In 1930, Egypt's currency situation was defined by its continued adherence to the gold standard, a system formalized in 1885 under British influence. The Egyptian pound (EE) was pegged to gold and, by extension, to the British pound sterling at a fixed parity. This arrangement provided significant stability and facilitated international trade, but it also tightly bound Egypt's economy to Britain's financial fortunes. The National Bank of Egypt, acting as the currency board, maintained full gold and foreign exchange backing for the notes in circulation, ensuring confidence in the currency but limiting discretionary monetary policy.
The global context, however, was one of severe strain. The onset of the Great Depression following the 1929 Wall Street Crash caused a dramatic fall in agricultural prices, particularly for cotton, which was the cornerstone of Egypt's economy. This precipitated a sharp decline in export revenues and created a severe balance of payments crisis. Deflationary pressures mounted, increasing the real burden of debt for landowners and the state, while the fixed exchange rate made Egyptian exports less competitive on the world market just as demand collapsed.

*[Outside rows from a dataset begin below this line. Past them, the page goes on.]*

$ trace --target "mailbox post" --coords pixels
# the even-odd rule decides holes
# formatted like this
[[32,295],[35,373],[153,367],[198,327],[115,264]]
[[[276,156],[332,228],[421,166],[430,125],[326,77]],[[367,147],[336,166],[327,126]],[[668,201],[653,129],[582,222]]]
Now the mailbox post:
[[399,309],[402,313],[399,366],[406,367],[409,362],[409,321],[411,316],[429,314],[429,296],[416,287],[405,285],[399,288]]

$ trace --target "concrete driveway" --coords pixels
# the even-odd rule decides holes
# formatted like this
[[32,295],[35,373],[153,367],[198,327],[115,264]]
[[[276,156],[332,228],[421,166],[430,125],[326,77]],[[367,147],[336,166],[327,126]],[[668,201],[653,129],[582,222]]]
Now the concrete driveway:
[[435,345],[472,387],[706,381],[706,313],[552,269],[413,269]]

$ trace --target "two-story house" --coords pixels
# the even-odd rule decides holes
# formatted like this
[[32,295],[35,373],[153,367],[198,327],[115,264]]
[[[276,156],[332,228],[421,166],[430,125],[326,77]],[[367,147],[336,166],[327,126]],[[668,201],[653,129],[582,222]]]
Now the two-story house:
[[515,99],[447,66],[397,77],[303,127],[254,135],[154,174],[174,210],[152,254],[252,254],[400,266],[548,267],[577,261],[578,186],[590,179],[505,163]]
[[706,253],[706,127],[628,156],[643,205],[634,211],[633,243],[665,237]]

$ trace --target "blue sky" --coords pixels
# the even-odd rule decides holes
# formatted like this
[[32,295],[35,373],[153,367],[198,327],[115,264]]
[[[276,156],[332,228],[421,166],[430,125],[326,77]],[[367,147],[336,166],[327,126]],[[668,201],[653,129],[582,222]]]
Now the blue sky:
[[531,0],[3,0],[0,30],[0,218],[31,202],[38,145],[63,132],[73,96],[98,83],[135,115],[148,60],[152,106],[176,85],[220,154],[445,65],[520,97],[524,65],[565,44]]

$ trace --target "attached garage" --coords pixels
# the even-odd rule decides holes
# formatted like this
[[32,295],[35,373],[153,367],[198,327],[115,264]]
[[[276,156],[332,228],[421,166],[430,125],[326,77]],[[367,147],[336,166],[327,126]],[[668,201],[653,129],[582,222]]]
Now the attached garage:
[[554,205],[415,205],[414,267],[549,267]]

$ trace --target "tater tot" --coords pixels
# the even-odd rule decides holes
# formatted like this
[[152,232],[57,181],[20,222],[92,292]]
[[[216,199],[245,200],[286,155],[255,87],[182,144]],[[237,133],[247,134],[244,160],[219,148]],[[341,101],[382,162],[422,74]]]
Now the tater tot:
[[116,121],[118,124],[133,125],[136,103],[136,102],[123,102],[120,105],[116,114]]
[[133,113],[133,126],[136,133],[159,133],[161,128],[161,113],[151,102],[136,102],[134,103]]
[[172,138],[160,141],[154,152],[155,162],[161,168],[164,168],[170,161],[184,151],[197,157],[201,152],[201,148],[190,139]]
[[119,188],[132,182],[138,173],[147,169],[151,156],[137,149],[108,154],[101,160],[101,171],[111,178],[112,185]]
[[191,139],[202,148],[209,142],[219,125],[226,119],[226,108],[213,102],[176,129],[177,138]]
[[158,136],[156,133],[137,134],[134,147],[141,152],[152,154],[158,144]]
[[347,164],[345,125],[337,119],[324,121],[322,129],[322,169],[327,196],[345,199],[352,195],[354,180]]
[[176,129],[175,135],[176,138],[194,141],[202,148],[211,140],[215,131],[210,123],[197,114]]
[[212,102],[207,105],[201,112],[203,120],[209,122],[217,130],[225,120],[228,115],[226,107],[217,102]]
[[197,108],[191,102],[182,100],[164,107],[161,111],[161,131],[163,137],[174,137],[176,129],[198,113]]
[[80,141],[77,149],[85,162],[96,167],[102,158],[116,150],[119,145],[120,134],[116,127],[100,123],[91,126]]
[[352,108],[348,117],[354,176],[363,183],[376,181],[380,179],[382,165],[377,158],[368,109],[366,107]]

Consequently, 1930 became a year of intense debate and pressure. While some advocated for abandoning the gold standard to devalue the currency and provide economic relief, the government, led by Prime Minister Ismail Sidqi, and the financial establishment ultimately chose orthodoxy. They prioritized maintaining the pound's parity with sterling and the credibility of the gold-backed system, believing it essential for long-term stability and foreign investment. This decision meant that the adjustment to the Depression's shocks would come through painful internal deflation and austerity rather than exchange rate flexibility, a choice that had significant social and economic consequences in the years that followed.